Page MenuHomePhabricator

Some date inputs without a day are parsed as having a day
Closed, ResolvedPublic

Description

I've seen a couple of cases recently where a date is parsed as having a day when it clearly doesn't:

"Sept 1966" is parsed as "1 September 1966" when I would expect "September 1966"

", 1966" is parsed as "18 November 1966" when I would expect either "1966" or an error.

Event Timeline

thiemowmde triaged this task as Lowest priority.Jun 8 2017, 3:54 PM
thiemowmde moved this task from incoming to needs discussion or investigation on the Wikidata board.

These are very welcome test cases. Thanks a lot for submitting this ticket!

The answer for both cases (and many more, e.g. the issue in T131625) is the PhpDateTimeParser based on PHPs build-in date-time parsing we are using as a fallback.

The second example ", 1966" is completed with the current month, day, and time, and results in "+1966-06-08T15:39:06Z". This is blocked by our validator because we don't accept date values with a time of day.

The first example is because "Sept" is not an abbreviation our parsers know about, but PHPs build-in parser obviously understands it.

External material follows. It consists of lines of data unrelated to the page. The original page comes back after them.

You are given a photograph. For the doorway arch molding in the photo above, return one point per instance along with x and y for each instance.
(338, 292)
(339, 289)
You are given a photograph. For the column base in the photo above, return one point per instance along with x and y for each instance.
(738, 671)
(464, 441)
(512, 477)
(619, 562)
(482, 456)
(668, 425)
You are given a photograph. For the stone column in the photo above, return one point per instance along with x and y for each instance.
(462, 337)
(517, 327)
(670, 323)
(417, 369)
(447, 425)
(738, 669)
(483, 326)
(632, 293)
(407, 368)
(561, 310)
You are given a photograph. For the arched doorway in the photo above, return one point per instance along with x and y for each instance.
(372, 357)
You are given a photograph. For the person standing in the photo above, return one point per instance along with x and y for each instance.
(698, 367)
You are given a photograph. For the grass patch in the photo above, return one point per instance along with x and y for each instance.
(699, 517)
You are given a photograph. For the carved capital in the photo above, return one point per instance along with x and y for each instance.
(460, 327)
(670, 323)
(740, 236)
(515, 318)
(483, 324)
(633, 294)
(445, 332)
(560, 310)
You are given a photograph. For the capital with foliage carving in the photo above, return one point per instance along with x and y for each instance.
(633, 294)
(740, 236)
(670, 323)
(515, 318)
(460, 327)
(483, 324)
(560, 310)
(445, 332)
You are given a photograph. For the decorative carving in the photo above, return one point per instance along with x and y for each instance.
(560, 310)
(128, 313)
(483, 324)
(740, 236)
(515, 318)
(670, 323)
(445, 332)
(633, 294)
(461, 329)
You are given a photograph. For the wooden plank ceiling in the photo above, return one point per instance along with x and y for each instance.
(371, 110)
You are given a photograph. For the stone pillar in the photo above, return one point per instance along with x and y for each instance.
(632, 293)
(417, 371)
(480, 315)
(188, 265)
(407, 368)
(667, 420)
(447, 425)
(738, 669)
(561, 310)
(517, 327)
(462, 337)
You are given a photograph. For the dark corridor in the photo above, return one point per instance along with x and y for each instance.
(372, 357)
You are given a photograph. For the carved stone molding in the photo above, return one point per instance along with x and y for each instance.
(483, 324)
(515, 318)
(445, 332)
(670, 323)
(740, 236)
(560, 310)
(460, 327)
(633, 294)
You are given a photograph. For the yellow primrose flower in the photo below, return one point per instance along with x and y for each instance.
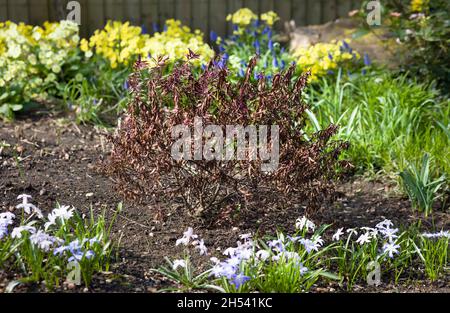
(322, 57)
(242, 17)
(269, 17)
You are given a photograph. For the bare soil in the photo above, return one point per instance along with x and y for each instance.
(55, 160)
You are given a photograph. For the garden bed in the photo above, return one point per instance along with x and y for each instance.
(55, 160)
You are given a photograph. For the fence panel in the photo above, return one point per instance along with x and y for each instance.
(206, 15)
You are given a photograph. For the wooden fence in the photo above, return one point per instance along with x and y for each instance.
(206, 15)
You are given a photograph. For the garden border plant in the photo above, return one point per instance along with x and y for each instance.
(141, 161)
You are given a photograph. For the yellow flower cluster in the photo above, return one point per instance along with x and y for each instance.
(323, 57)
(121, 43)
(419, 5)
(242, 17)
(269, 17)
(175, 41)
(31, 55)
(118, 42)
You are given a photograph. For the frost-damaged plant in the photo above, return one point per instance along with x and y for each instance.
(64, 246)
(141, 161)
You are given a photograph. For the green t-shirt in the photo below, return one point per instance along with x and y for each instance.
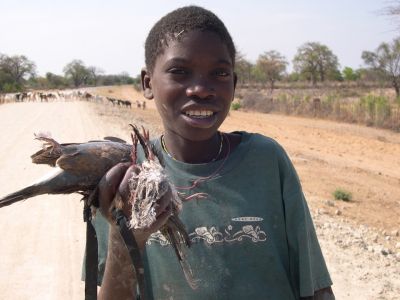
(253, 237)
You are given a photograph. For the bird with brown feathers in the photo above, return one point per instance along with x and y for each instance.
(80, 167)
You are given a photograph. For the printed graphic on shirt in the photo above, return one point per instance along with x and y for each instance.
(241, 229)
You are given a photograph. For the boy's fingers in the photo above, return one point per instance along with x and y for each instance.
(124, 185)
(109, 184)
(161, 219)
(163, 203)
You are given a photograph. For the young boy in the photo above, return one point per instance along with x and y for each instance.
(253, 236)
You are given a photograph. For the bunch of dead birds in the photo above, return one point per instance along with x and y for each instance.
(79, 167)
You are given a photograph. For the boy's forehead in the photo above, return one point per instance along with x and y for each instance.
(195, 43)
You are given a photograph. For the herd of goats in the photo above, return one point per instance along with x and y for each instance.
(67, 95)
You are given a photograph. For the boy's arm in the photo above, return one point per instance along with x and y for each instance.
(323, 294)
(119, 277)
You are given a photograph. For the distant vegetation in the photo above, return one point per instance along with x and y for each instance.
(317, 86)
(341, 194)
(18, 73)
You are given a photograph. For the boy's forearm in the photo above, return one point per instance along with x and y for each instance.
(119, 276)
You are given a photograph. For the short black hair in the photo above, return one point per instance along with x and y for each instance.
(179, 22)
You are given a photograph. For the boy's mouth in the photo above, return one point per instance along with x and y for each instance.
(200, 114)
(200, 118)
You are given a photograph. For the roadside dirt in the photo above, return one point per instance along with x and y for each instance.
(43, 238)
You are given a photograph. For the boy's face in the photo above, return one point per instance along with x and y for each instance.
(193, 84)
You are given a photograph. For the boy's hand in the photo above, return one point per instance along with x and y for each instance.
(114, 186)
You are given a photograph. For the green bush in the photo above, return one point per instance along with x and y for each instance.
(341, 194)
(235, 106)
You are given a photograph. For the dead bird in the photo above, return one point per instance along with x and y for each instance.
(148, 184)
(79, 167)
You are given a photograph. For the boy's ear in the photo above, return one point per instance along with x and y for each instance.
(146, 84)
(234, 83)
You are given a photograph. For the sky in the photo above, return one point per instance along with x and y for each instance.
(110, 35)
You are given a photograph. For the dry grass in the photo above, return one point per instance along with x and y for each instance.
(371, 107)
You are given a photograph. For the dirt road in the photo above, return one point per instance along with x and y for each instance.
(43, 238)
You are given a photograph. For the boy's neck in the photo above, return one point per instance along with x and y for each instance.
(194, 152)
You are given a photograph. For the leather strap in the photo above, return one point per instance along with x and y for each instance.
(134, 252)
(91, 265)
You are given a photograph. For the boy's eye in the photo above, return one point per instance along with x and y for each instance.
(177, 71)
(222, 73)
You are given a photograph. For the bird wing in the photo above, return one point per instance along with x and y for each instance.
(93, 158)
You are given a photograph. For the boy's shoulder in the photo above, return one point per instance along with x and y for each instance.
(259, 142)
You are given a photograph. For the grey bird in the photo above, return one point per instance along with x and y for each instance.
(79, 167)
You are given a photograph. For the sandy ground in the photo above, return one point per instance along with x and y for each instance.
(43, 238)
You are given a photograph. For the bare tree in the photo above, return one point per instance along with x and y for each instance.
(94, 73)
(17, 67)
(386, 60)
(316, 62)
(77, 72)
(243, 68)
(271, 66)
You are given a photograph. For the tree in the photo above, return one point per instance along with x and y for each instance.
(16, 69)
(393, 11)
(55, 81)
(316, 62)
(77, 72)
(386, 60)
(271, 66)
(350, 75)
(243, 68)
(94, 73)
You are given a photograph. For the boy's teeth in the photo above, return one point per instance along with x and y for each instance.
(199, 113)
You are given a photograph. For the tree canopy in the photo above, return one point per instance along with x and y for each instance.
(271, 66)
(386, 60)
(14, 70)
(316, 62)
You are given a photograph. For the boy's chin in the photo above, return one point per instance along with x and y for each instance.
(202, 122)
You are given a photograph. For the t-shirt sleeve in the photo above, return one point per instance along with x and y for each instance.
(308, 269)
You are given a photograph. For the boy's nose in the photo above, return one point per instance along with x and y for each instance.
(200, 88)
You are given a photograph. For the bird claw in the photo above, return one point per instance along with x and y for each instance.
(48, 141)
(196, 196)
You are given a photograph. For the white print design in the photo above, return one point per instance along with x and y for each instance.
(230, 234)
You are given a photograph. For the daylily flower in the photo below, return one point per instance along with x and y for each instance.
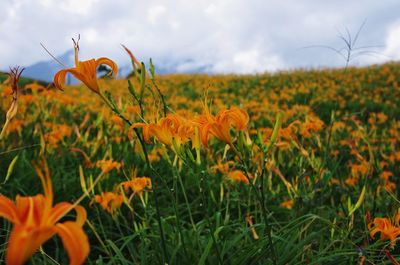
(220, 125)
(137, 185)
(36, 221)
(172, 131)
(86, 71)
(238, 176)
(388, 229)
(109, 201)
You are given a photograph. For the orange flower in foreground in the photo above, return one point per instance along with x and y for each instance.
(238, 176)
(108, 165)
(388, 229)
(36, 221)
(109, 201)
(86, 71)
(137, 185)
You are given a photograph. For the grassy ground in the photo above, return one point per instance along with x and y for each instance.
(306, 197)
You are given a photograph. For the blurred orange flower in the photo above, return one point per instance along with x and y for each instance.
(85, 71)
(109, 201)
(388, 229)
(220, 125)
(36, 221)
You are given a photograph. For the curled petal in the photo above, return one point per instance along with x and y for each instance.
(74, 240)
(24, 241)
(110, 63)
(8, 210)
(59, 78)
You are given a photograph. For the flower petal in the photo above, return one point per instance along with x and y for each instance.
(24, 241)
(8, 210)
(75, 241)
(110, 63)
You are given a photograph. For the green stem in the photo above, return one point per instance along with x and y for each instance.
(155, 191)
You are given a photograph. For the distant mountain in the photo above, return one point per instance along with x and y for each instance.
(46, 70)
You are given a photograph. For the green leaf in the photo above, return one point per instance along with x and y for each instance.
(10, 169)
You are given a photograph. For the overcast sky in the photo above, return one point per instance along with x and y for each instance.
(219, 36)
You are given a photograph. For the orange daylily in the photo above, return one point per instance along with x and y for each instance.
(220, 125)
(36, 221)
(108, 165)
(85, 71)
(169, 129)
(388, 229)
(238, 176)
(109, 201)
(137, 185)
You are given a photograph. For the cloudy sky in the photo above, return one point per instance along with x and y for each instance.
(219, 36)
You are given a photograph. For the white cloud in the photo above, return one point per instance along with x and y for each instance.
(155, 13)
(393, 42)
(219, 35)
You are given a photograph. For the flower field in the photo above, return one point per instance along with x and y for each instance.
(299, 167)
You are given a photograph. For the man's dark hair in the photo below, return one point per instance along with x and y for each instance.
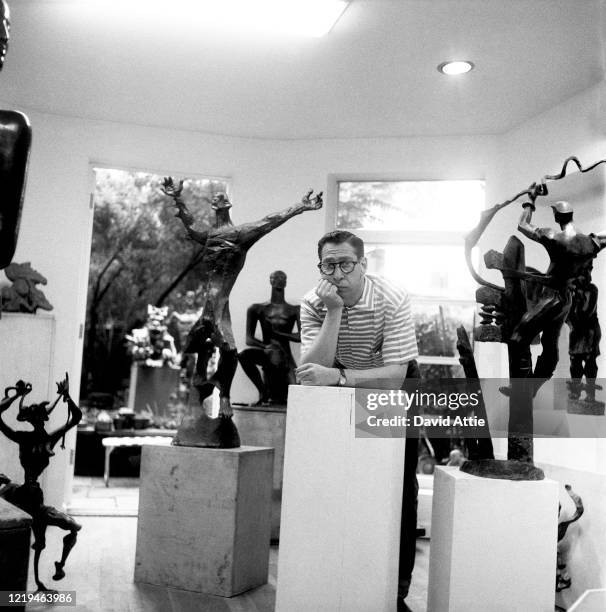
(340, 237)
(562, 218)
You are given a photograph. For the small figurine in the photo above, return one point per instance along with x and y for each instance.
(152, 345)
(22, 295)
(225, 248)
(15, 143)
(35, 450)
(277, 319)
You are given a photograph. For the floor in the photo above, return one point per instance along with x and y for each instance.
(101, 565)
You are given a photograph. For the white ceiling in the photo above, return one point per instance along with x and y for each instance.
(373, 75)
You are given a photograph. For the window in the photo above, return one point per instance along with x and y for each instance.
(414, 233)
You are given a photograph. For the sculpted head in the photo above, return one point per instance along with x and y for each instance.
(5, 26)
(277, 279)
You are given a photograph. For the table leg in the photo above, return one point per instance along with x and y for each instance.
(108, 452)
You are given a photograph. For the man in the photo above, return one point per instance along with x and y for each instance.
(15, 141)
(571, 255)
(277, 319)
(357, 331)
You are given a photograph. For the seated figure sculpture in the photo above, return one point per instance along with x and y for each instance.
(15, 142)
(35, 450)
(277, 319)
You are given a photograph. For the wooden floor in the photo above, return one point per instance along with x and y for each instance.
(101, 566)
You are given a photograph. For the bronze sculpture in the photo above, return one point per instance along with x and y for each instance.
(584, 339)
(277, 319)
(35, 450)
(529, 303)
(225, 249)
(23, 295)
(15, 142)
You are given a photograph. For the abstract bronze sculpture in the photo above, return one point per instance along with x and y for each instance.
(23, 295)
(35, 450)
(225, 249)
(272, 354)
(528, 304)
(15, 142)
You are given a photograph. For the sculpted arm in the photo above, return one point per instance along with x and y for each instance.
(169, 188)
(249, 233)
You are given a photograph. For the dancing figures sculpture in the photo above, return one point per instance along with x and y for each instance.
(272, 354)
(225, 248)
(15, 142)
(530, 303)
(35, 450)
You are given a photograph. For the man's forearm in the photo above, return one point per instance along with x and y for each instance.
(384, 377)
(324, 347)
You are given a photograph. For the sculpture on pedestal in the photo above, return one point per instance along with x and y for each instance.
(23, 295)
(225, 249)
(15, 142)
(272, 354)
(35, 450)
(530, 303)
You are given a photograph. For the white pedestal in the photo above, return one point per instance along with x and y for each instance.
(493, 544)
(341, 509)
(266, 426)
(26, 350)
(204, 518)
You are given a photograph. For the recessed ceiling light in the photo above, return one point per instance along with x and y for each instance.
(455, 67)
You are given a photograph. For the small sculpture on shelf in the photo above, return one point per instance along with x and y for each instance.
(23, 295)
(529, 304)
(35, 450)
(272, 354)
(225, 250)
(152, 345)
(15, 143)
(584, 347)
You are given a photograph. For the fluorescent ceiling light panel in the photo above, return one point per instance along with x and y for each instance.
(269, 17)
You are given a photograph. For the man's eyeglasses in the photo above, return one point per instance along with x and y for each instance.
(345, 266)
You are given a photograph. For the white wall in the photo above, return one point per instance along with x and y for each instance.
(266, 176)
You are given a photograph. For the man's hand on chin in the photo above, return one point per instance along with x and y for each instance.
(317, 375)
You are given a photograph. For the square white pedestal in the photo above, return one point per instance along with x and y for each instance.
(341, 509)
(493, 544)
(204, 518)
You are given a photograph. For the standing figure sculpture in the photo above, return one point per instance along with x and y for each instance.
(584, 338)
(35, 450)
(15, 142)
(571, 255)
(272, 354)
(225, 249)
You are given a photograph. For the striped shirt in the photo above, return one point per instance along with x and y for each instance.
(378, 330)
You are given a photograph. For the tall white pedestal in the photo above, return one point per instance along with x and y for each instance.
(493, 544)
(341, 509)
(204, 518)
(26, 350)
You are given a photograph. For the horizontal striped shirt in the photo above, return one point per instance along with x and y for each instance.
(378, 330)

Unfortunately PHP doesn't tell us the precision.

There are already many heuristics in place in the PhpDateTimeParser, e.g. see https://github.com/DataValues/Time/blob/master/src/ValueParsers/PhpDateTimeParser.php#L98. Unfortunately I can not think of a simple fix for the "Sept" example. The solution I would like to see is us getting rid of this parser, and replace it with our own. This needs time.

thiemowmde claimed this task.

The main issue from this ticket is solved. The time component just needs a release. I will try to do this as soon as possible.